TL;DR: Everyone's building memory plugins for AI coding agents. I'm not sure that stale, past memory of tasks executed is the right way forward for this application. Intelligence has metacognition, the ability to think about how you're thinking.

Source (or read on): github.com/houtini-ai/metacog

So, I built a nervous system instead. Two Claude Code hooks, zero dependencies. The key insight: treating the agent's context window like a filing cabinet doesn't work, because the agent has to know what it forgot in order to ask for it. I replaced passive recall with real-time proprioceptive signals and a reinforcement tracking model that rewards rules for working rather than punishing them for not failing.

The Problem with Agent Memory

The current wave of memory solutions for AI coding agents (Claude-Mem, Memsearch, Agent Memory MCP, Cognee, SuperMemory) all follow the same architecture: capture session data, compress it, store it in SQLite or a vector store, retrieve relevant fragments on the next session, inject them into the context window.
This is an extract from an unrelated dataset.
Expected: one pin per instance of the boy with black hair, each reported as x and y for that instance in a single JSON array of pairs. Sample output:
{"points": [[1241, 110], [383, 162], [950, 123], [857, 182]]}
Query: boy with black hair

This is the Passive Librarian Problem. The memory system waits for the agent to decide to search, pulls text, and injects it. But the agent has to know what it forgot in order to query for it. That's a paradox. And empirically, the agent reads the retrieved memories, acknowledges them, and walks into the same failure three tool calls later.

This isn't a retrieval quality issue. It's an architectural one. Memory plugins treat the context window like a filing cabinet. But cognition - even in LLM agents - doesn't work that way.

Theoretical Foundation

The Extended Mind Thesis

Clark and Chalmers (1998) argued that cognition doesn't happen exclusively inside the brain - it happens in the loop between a cognitive system and its environment. A notebook isn't just storage; when tightly coupled with a cognitive process, it becomes part of the cognitive system itself.

Paper: Clark, A. & Chalmers, D. (1998). "The Extended Mind." Analysis, 58(1), 7–19. doi:10.1093/analys/58.1.7

Applied to LLM agents: the hooks, the state buffer, the reinforcement log - these aren't external tools the agent consults. They're extensions of the agent's cognitive process, firing in the loop between action and observation. The agent doesn't "decide to check" its proprioception any more than you decide to check your sense of balance.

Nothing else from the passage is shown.